"Yes, sir; she did."
The coroner's face assumed a yet greater gravity, and his manner became more and more impressive.
"Can you go a step farther and say that she ever acknowledged herself to have cherished apprehensions of her personal safety, during these years of weary waiting on the part of the naturally impatient heirs?"
A distressed look crossed the amiable spinster's face, and she looked around at the jury with an expression almost deprecatory in its nature.
"I scarcely know what answer to give," she hesitatingly declared. "It is a good deal to say that she was apprehensive; but I cannot help remembering that she once told me her peace of mind had left her since she knew there were persons in the world to whom her death would be a matter of rejoicing. 'It makes me feel as if I were keeping people out of their rights,' she remarked at the same time. 'And, though it is not my fault, I should not be surprised if some day I had to suffer for it.'"

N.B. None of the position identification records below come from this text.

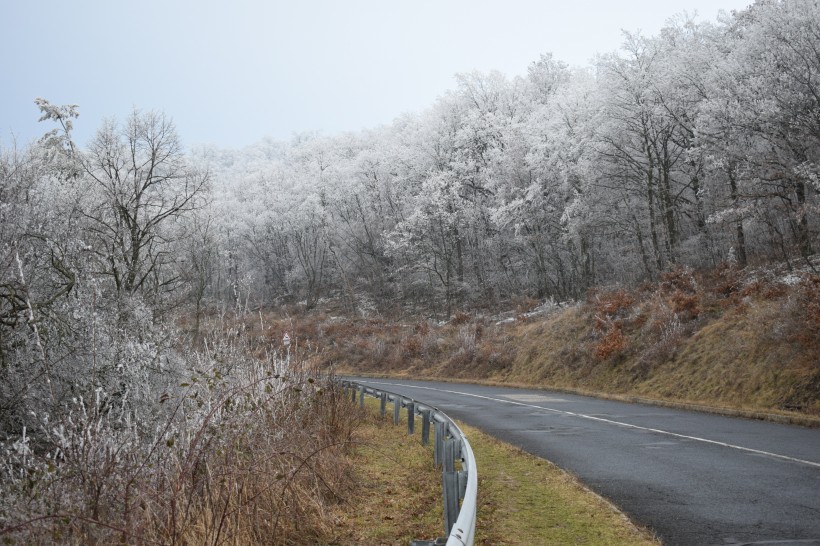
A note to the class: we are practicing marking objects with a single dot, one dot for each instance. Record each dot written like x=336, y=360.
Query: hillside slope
x=748, y=340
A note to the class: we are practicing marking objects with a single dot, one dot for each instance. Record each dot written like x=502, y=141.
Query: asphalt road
x=692, y=478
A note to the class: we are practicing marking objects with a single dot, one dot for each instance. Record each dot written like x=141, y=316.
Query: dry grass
x=549, y=506
x=399, y=496
x=746, y=340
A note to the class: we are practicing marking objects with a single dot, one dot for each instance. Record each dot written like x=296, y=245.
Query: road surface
x=692, y=478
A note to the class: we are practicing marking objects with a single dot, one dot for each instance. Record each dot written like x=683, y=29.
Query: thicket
x=116, y=425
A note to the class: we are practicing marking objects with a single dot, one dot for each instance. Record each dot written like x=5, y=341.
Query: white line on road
x=611, y=422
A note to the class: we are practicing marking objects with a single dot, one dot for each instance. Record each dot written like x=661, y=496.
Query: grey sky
x=232, y=72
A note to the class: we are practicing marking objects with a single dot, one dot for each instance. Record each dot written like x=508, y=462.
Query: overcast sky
x=233, y=71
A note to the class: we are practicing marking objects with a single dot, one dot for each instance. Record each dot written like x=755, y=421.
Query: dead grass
x=746, y=340
x=399, y=495
x=398, y=492
x=549, y=505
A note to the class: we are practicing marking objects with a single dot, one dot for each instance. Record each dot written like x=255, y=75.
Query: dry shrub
x=613, y=303
x=412, y=346
x=803, y=312
x=460, y=318
x=685, y=305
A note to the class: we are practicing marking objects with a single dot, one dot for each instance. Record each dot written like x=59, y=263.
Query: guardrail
x=450, y=445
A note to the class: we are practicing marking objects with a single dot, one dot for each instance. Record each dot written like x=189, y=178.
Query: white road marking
x=612, y=422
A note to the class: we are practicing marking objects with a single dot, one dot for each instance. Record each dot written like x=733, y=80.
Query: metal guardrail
x=450, y=445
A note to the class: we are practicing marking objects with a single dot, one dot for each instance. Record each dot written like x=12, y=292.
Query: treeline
x=695, y=147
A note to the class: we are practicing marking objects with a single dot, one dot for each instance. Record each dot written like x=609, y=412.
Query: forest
x=123, y=261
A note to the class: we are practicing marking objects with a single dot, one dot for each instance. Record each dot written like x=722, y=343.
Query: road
x=693, y=478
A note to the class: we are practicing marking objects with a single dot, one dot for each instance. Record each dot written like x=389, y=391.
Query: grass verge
x=522, y=499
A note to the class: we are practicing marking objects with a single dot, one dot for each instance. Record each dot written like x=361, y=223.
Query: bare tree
x=144, y=186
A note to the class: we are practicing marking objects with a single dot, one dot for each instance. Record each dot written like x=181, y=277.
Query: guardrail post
x=411, y=415
x=425, y=427
x=462, y=483
x=438, y=448
x=450, y=484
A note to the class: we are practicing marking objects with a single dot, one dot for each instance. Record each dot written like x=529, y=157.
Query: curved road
x=693, y=478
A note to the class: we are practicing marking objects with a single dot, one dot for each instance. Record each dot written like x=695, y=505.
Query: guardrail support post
x=462, y=483
x=411, y=417
x=450, y=487
x=425, y=427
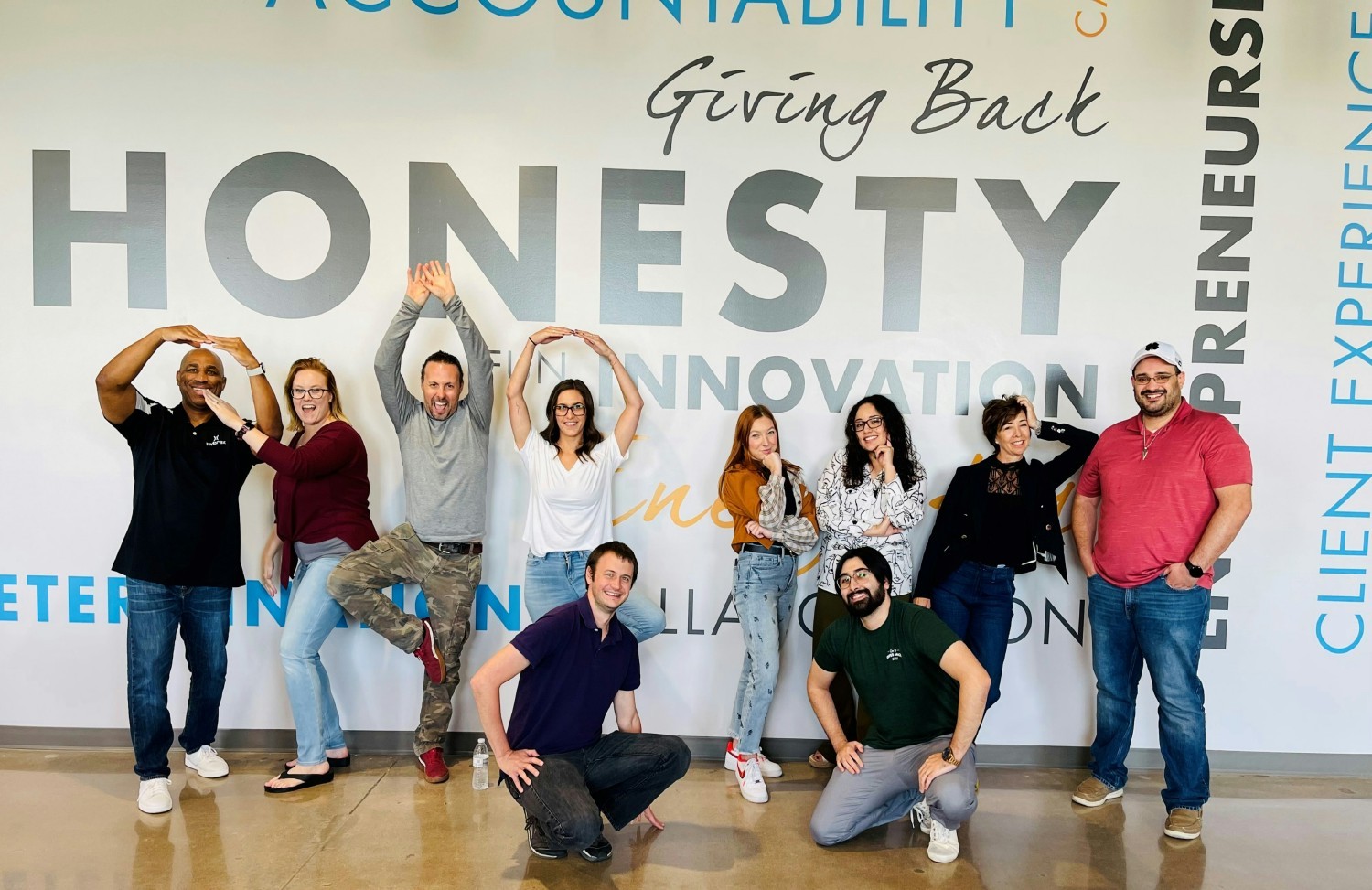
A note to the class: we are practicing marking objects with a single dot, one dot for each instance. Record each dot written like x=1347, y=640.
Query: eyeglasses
x=872, y=423
x=847, y=580
x=315, y=392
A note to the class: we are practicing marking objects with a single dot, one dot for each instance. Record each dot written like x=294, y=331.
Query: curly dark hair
x=903, y=450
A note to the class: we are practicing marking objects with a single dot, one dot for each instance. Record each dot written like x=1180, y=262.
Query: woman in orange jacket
x=774, y=522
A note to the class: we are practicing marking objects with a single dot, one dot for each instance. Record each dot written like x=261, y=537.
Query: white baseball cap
x=1165, y=351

"Was there ever any communication made to Mrs. Clemmens by persons cognizant of the relation in which she stood to these Hildreths?—or any facts or gossip detailed to her concerning them, that would seem to give color to her fears and supply her with any actual grounds for her apprehensions?"
"No; only such tales as came to her of their expensive ways of living and somewhat headlong rush into all fashionable freaks and follies."
"And Gouverneur Hildreth? Any special gossip in regard to him?"
"No!"
There are some noes that are equivalent to affirmations. This was one of them. Naturally the coroner pressed the question.